Having worked with lumen prints and cyanotype for some time now, and being unable to access the print studios at uni, I decided to branch out and try some pinhole photography. The analogue process of pinhole photography would allow me to continue to trace the Tamaki Estuary site in a direct and immersive way without transitioning into a lens-based practice.

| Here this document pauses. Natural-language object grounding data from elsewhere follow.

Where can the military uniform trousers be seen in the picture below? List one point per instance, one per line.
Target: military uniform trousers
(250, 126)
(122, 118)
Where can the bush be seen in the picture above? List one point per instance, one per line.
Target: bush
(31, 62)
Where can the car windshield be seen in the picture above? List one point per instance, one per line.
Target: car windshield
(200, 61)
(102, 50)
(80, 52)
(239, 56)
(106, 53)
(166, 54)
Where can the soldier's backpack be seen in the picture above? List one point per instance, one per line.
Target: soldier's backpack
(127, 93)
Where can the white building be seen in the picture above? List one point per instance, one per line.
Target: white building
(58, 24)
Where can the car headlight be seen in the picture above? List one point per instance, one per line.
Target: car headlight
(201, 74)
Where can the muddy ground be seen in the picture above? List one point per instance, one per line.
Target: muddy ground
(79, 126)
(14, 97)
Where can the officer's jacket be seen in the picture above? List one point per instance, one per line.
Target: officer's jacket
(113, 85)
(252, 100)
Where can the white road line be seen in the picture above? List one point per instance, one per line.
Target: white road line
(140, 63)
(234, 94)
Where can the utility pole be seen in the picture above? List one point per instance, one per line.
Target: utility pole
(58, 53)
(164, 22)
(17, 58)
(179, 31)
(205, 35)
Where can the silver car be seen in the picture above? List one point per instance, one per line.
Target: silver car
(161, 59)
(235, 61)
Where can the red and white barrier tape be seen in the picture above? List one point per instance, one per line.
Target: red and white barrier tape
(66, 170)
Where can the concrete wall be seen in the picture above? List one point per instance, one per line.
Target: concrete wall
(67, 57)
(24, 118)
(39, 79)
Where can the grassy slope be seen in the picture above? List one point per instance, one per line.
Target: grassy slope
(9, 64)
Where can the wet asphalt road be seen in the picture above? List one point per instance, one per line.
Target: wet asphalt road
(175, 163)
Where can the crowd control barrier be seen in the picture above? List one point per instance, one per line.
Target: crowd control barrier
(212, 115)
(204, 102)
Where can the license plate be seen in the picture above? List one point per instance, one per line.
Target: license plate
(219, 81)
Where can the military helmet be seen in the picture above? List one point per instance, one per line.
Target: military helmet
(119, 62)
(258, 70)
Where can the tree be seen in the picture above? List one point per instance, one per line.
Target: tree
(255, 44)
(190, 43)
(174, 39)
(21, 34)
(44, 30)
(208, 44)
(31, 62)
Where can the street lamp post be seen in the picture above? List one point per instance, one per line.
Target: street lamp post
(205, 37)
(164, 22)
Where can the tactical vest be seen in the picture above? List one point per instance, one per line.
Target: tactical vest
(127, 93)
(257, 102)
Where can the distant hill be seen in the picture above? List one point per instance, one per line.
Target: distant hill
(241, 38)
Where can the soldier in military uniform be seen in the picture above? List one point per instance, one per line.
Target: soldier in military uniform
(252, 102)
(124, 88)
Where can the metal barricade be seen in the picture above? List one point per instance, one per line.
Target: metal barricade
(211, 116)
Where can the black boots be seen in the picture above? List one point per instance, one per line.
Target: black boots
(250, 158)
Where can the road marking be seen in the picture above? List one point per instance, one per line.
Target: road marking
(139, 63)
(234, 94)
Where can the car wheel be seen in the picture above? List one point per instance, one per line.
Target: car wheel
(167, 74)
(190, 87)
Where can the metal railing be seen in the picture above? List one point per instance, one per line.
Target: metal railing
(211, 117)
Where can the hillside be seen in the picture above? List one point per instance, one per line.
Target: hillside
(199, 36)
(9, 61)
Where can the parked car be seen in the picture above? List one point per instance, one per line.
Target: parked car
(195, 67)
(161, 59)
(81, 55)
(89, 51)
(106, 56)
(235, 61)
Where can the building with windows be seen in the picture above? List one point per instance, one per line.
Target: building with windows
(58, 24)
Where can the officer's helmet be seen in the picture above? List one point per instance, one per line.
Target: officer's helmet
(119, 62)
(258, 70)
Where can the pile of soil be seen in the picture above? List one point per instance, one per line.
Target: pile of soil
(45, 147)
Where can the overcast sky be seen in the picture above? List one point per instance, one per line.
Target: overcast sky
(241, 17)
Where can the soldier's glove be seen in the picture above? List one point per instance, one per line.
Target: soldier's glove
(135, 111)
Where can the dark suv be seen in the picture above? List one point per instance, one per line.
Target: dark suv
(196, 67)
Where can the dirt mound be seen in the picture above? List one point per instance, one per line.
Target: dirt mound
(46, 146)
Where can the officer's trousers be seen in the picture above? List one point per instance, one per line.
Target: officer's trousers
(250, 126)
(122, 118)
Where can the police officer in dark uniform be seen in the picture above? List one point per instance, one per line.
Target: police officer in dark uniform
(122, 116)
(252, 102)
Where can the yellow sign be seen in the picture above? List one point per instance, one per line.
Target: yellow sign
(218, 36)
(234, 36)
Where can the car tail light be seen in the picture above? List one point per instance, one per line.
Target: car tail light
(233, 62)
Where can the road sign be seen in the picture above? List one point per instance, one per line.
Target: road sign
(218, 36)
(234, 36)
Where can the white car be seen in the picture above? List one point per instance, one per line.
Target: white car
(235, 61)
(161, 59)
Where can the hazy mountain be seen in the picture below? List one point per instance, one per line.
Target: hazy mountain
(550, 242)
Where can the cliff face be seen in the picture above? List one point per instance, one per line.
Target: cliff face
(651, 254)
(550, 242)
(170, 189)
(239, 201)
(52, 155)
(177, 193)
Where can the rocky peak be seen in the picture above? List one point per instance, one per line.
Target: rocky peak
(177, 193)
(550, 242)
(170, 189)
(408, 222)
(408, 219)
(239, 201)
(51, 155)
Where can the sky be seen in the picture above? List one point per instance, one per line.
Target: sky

I made the camera using an old Milo tin and turned my bathroom into a darkroom, and took my first few test shots in the garden to figure out the ideal exposure times. The first shot I took had an exposure time of 1:30 mins, and was severely underexposed. The next three were exposed for 2:30 mins and came out nicely. The only issue I had was what looks like a lens flare appearing in the middle of the images, which I suspect was caused by the light bouncing off a tiny piece of foil around the pinhole that I had missed with the black paint. I didn’t really mind this occurrence in a couple of the shots - it almost looks like a shaft of sunlight and gives the images a magical quality. However in one of them it was too much and overexposed the centre of the photo.






The next step will be to take the camera down to the estuary and document the site, potentially even creating some lumen prints at the same time so it will be like a documentation of the documentation. I am also looking into how to do long exposure pinhole photography, similar to Tim Knowles’ work ‘Glacial Creep’.